Fette Sau

Perhaps no other advertising campaign has done a greater disservice to its product than "Pork: The Other White Meat." Borne out of the fat-phobic late '80s, the National Pork Board's campaign reduced the entire animal to the pork chop. If the complex, meaty, by turns fatty and lean pig could talk, she would no doubt tell you: I am so not a chicken.

Twenty years later, our obsession with barbecue and pork's ability to take on and emphasize spicy, smoky flavors may seem new, but it has long been part of the basic vocabulary in Chinese, Korean, Italian, German, and yes, Southern cuisine. Consider this: would David Chang of Momofuku be David Chang without his silent partner, the Berkshire pig?

It requires a certain mania for the fatty beast to see a barbecue joint in an auto body shop, bring in a crypt-sized Southern Queen smoker, make all the right connections with Berkshire pork suppliers, and open your doors for business.

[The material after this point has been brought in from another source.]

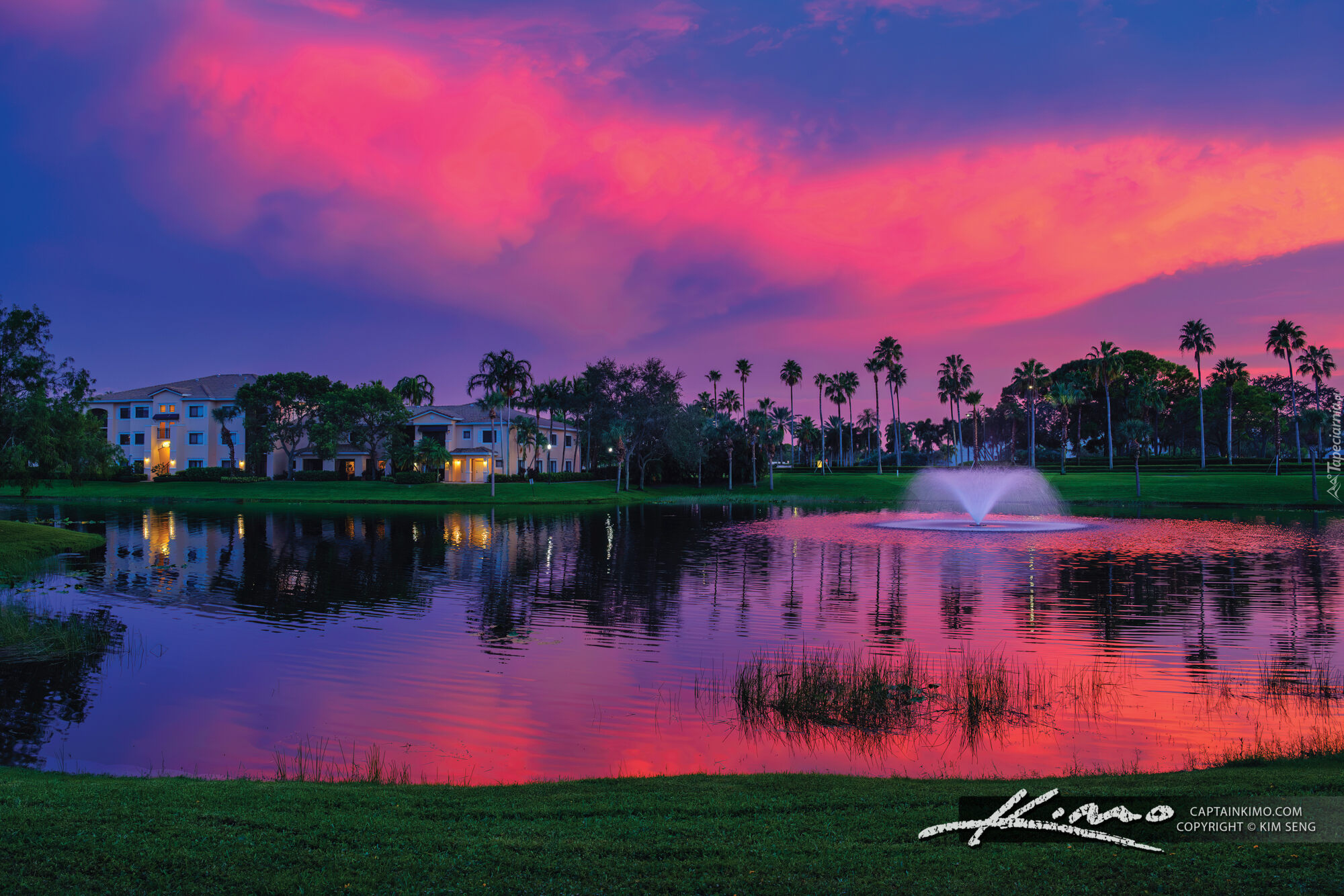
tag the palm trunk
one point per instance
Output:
(877, 404)
(1200, 373)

But that's just what owners Kim and Joe Carroll of Fette Sau have done.

By now you probably know what's on the menu: pork spareribs, pork sausages, pulled pork, plus some beef brisket to give that guy a nod too. But it's the sau that impresses. Fatty, rich pork belly is like the foie gras of pork products. The ribs are charred on the outside, meaty and tender between the bones. There's an espresso-and-brown-sugar rub on them, but as with the pulled pork, the true deliciousness comes from the unadulterated flavor of smoke. The Southern Queen smoker - and chef Matt Lang - sure can cook.

I'm no barbecue expert, since I come from Maryland, the no-man's-land considered the South by Yankees but disdained by Carolinians and ignored by Texans. But barbecue experts have endorsed Fette Sau's separation of meat from sauce, which you combine yourself at the table. The sweet sauce is the traditional mix of ketchup, vinegar, maybe a bit of Worchestershire sauce, and some other secret ingredients, but it was still my favorite because of my Southern-ish sweet tooth - same goes for the sweet white rolls. Fette Sau's spicy sauce is a much more complex, mole-like mixture that tastes of coffee, dried chilies, molasses, and unsweetened chocolate. The two would taste great mixed together.

The non-meat sides received a drubbing in previous reviews of Fette Sau, so we skipped these - except for the excellent Gus' half sour pickles - and headed straight for the baked beans. Embedded with hunks of brisket, they tasted like the ideal incarnation of Fette Sau's mole-like spicy sauce.

Though the atmosphere is pretty much the polar opposite of Frederick's Downtown, Fette Sau does have that see-and-be-seen scene, Williamsburg version, lots of outdoor seating at picnic tables, and few rules. ("No drinks outside after 11pm.") Walking into the garage, I felt the same kind of relief a teenager experiences upon arriving at a keg party in somebody's indestructible concrete basement. It's the kind of place where you can let your hair down, don some Williamsburg style glasses in weird 80's frames à la Michael Caine, and drink a gallon of beer - literally. A slew of microbrews is dispensed from pulls rigged with butchery tools into gallon-size glass jugs. If that doesn't spell an afternoon of Brooklyn patio drinking, I don't know what does. Just get there early because, like Pies 'N' Thighs, Fette Sau tends to run out of food, usually by 9:30pm on weekends.

The extensive list of bourbon, whiskey and rye is like the bonanza of breaking into the absentee parents' liquor cabinet: Whiskey, all you want! We particularly liked the Tuthilltown rye and the Black Maple Hill bourbon. If you're really daring, knowledgeable bartender Dave Herman will serve you a bit of corn mash liquor that tastes like moonshine: the ceramic jug says it all.

As with a keg party, days later, my clothes still smell like smoke, but this time it's the alluring scent of barbecue. It even makes me hungry, which is no problem, because like addicted regulars at Fette Sau, I ordered more pulled pork at the end of the night - to go.

Fette Sau
354 Metropolitan Avenue at Havemyer Street
Williamsburg, Brooklyn, New York

for directions go to hopstop.com


Maryconnolly said...

LOVED this place. The ribs rocked and the BBQ pork belly was very rich & decadent. As you said, very much like foie gras, my other favorite fat on a plate!